After trudging through Norwich in a rather desperate attempt to find something interesting, fairly unique and really representative of America, I ended up in a rather small and cramped ‘Old English’ sweet shop. What caught my eye; however, were the obvious American brands I found in the form of the rather innocent fizzy ‘Coca Cola’ and one which is on the other end of the drinking spectrum; an alcoholic beverage rather fondly referred to as ‘JD’. When added together ‘JD and coke’ create a rather tasty concoction, so I found these two, both mixed together and on their own, to be something uniquely representative of America.

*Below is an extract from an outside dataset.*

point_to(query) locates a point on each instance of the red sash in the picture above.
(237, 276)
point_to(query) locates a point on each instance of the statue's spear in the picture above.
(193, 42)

However, I also think these two images represent something which is also historically distinctive of America with Coca Cola itself being an iconic, world-known brand. I know, for example, that every Christmas time it’s not considered the latter until the well-known Coca Cola Truck advert has been witnessed on the television. For some reason this overly festive advert causes havoc and extreme excitement among us Brits as then it’s a matter of simply counting down the days. For me, this tradition confirms the American myth of the ‘Christmas holidays’ and has done for as long as I can remember.
Similarly through the median of television adverts, there is something about Jack Daniel’s ‘Label Story’: Old No. 7 which has an aura about it.
The dulcet, husky tones of the narrator and the tale of Jack Daniel this clip displays something so American that for some reason unknown to me it makes me smile every time I see it, whether in the cinema or at home. Clearly JD’s story has something mythical about, due to the format of this advert which asks the question about the magic ‘Number 7’, and it’s something I’d perhaps like to spend more time reading and researching about.